Eco-regional Efforts: The ACUB program and its associated management and restoration projects are just one piece of a broad-scale, multi-partner effort to restore and recover these candidate species on the grasslands throughout their historic range. Efforts extend from the Georgia Basin in British Columbia, south through the Puget Trough in Washington to the Willamette Valley in Oregon.

Partners in the south Puget Sound area, including the Washington Departments of Fish and Wildlife and Natural Resources, Fort Lewis, The Nature Conservancy, Thurston County, and private landowners, have come together to sign a Candidate Conservation Agreement (CCA). The CCA is a formal agreement among participating partners and the U.S. Fish and Wildlife Service. The participants voluntarily commit to implementing specific actions that will remove or reduce the threats to these species, thereby contributing to stabilizing or restoring the species so that listing is no longer necessary.
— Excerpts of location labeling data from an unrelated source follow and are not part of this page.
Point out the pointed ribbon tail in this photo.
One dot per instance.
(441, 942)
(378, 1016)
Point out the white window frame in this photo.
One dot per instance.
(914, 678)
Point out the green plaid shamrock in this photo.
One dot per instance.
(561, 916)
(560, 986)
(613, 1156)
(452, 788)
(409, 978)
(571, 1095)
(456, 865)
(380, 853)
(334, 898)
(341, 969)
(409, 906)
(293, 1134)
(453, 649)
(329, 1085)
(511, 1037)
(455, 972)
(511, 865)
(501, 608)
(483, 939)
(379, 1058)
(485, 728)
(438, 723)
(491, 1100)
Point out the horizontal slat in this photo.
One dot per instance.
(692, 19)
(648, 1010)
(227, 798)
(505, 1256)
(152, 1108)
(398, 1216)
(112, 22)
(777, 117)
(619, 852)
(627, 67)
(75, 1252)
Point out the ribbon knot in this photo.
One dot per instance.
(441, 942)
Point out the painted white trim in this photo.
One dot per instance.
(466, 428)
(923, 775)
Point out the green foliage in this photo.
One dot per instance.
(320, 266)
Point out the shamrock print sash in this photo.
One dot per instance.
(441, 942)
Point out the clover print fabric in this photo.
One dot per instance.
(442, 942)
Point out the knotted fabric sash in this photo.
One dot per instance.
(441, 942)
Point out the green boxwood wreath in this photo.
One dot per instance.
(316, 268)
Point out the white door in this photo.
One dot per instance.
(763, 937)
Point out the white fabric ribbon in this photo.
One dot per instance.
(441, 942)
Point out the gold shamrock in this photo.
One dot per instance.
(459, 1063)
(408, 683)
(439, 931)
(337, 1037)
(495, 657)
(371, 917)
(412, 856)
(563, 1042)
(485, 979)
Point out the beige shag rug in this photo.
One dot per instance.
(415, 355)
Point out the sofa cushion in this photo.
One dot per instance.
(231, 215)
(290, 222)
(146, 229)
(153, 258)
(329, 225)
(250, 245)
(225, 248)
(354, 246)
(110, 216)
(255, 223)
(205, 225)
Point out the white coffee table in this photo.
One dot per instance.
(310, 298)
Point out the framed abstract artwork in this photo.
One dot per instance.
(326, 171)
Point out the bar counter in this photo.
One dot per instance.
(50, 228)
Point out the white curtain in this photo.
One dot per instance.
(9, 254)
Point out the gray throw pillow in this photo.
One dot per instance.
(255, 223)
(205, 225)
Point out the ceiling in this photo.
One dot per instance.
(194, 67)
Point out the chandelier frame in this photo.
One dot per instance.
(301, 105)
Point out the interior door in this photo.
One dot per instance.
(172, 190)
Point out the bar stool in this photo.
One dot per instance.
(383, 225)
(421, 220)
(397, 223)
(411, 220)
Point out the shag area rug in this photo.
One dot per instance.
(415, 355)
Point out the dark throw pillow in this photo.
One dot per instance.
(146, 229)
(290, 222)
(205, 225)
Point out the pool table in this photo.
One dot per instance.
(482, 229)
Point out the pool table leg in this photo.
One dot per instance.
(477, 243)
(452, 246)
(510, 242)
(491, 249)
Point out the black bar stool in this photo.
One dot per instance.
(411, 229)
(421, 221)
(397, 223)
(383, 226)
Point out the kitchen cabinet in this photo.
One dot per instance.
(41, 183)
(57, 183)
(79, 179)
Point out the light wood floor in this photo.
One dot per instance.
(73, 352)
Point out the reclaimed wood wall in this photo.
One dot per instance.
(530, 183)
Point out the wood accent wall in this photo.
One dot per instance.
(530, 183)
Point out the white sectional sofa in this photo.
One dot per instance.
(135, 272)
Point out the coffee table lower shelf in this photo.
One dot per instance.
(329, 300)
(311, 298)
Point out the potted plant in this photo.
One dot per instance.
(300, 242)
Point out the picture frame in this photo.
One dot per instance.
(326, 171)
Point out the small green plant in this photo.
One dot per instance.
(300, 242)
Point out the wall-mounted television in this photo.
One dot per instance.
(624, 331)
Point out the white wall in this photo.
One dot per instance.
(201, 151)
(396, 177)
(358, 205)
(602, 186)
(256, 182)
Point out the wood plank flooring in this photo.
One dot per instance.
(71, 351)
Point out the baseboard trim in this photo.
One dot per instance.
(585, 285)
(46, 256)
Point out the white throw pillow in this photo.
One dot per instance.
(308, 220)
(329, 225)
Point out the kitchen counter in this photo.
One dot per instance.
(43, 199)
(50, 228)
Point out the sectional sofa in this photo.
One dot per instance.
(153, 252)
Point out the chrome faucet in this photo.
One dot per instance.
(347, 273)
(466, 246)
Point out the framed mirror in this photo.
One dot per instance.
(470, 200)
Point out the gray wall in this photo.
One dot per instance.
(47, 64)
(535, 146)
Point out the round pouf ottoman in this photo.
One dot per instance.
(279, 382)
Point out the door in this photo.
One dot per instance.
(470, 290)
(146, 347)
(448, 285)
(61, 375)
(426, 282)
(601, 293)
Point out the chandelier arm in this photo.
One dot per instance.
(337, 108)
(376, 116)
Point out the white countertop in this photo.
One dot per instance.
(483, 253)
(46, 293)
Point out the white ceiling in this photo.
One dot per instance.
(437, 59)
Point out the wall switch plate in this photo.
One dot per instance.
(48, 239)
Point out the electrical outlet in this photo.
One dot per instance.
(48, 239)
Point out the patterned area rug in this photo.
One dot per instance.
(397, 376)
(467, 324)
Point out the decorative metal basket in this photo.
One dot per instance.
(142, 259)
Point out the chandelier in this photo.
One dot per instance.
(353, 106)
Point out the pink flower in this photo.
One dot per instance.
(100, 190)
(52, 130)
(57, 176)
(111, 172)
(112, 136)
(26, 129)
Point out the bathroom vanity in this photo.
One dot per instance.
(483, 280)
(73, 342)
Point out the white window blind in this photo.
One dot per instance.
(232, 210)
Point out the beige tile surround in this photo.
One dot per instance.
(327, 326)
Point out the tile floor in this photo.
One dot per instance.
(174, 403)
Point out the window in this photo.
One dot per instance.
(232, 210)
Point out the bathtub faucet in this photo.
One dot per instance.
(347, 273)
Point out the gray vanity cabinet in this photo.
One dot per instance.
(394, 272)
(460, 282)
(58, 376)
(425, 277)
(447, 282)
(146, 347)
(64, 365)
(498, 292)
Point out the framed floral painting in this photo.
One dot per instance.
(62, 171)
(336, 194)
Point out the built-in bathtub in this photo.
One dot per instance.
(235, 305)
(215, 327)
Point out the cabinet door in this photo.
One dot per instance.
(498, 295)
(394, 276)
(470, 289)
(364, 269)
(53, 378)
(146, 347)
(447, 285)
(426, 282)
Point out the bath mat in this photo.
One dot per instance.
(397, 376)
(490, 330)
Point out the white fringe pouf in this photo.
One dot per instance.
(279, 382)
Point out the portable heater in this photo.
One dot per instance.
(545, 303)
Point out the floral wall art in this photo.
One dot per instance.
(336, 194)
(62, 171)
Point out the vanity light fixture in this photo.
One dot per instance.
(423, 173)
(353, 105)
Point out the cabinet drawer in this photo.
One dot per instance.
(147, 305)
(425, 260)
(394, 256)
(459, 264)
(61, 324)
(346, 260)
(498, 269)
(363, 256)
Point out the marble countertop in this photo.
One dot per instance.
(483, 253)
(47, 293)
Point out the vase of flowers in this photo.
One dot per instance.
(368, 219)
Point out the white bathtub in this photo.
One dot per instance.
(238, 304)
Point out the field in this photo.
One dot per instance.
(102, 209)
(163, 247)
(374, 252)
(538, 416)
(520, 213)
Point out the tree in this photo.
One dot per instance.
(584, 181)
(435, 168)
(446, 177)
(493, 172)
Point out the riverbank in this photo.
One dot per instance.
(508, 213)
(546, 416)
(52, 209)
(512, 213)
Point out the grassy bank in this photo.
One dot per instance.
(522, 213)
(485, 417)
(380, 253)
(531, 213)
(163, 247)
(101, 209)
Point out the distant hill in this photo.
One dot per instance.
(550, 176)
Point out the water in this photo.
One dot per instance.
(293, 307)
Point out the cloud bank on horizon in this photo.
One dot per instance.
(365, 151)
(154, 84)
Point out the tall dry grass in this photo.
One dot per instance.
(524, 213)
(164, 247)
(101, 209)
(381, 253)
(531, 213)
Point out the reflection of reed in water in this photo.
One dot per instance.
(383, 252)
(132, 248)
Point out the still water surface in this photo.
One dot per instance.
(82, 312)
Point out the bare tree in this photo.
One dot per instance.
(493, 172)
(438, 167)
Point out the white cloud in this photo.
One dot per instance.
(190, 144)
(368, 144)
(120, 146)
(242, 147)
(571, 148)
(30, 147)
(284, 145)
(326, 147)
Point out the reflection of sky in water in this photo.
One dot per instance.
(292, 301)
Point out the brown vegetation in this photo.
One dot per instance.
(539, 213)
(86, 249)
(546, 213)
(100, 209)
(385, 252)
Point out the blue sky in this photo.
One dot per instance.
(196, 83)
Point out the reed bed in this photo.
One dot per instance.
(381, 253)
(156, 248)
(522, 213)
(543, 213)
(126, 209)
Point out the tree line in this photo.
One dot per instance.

In addition to the formal agreements such as the CCA, partners are engaged in local working groups throughout the eco-region, informal statements of unity that link partners together through common goals, active participation in species-specific workshops, as well as on-the-ground restoration and protection work across the ecoregion. This cooperative approach boosts chances of regional recovery of the species while assuring that Fort Lewis maintains its soldier training capacity.